Ещё я не понимала, почему Хенорп надеялся, что все эти пытки и истязания могут принести мне благо? Как всё это пойдёт кому-то на пользу, ведь перенесённый ужас не может не сказаться на мне, но вот как именно пока неизвестно. Перестала ли я бояться боли? Нет, не перестала. Лишилась ли той самоуверенности и заносчивости, которые приобрела вместе со знаниями о даре бессмертия? Трудно сказать, находясь в камере, будучи подвешенной к потолку за руки. Только занятия самокопанием отвлекали от происходящего издевательства над телом, снижая тот эффект, которого пытался добиться Винсент.

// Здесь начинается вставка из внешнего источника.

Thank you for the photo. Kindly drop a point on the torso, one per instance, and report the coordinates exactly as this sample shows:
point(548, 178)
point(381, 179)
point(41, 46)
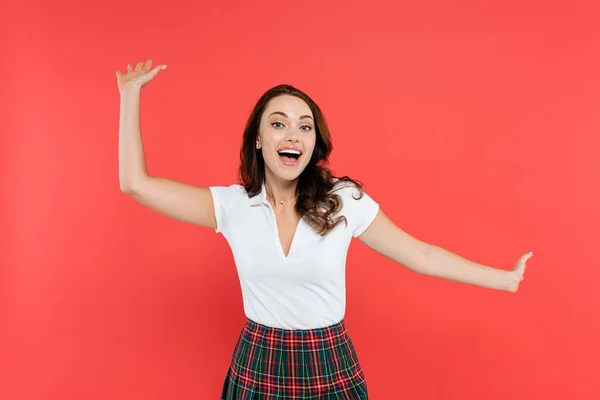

Видя моё спокойствие и безразличие, парень приходил в ещё большую ярость и брался за кнут или другие приспособления, в которых я не смогла разобраться, и применял их с неистовым остервенением. Создавалось впечатление, что он получает удовольствие, видя реакцию на свои действия, а я всеми силами старалась не доставлять ему этого, и наоборот, лишить всякого желания измываться надо мной, изображая больше скуку, чем страх и ужас. Конечно, полностью избавиться от реакции тела на происходящее так и не удалось, и столь желанные для принца эмоции проскальзывали, как бы мне не хотелось их удержать.
Благодаря стараниям Винсента, я полностью лишилась зубов. Только он их не выбил, а выдрал щипцами, один за другим, сопровождая свои действия диким хохотом и едкими комментариями, что раз я та ещё блудница, то без зубов мне будет удобнее удовлетворять мужчин ртом. Учитывая, что подобного опыта я никогда не имела, то не сразу поняла, о чём он говорит, но уже позже догадалась. Следом за зубами на каменный пол камеры начали падать вырванные ногти. Вот это оказалось поистине настоящим истязанием, превзошедшим все остальные, и я удивилась, как ещё в замке моего брата-короля не слышали воплей, что я издавала здесь, за морем, в чужой стране. Когда же я испытала весь возможный спектр боли от этого вида пыток, то принц, оказавшийся неудовлетворённым результатом, сломал мне все пальцы. Вот кости не жалко, они хоть и долго, но срастутся, а обзаведусь ли я новыми зубами и ногтями – этот вопрос будет преследовать меня до следующей встречи с Хенорпом, либо до следующей смерти. В промежутках Винсент возвращался к плети и простым ударам по лицу и животу, но эти действия казались мне настолько незначительными, что я их даже не замечала.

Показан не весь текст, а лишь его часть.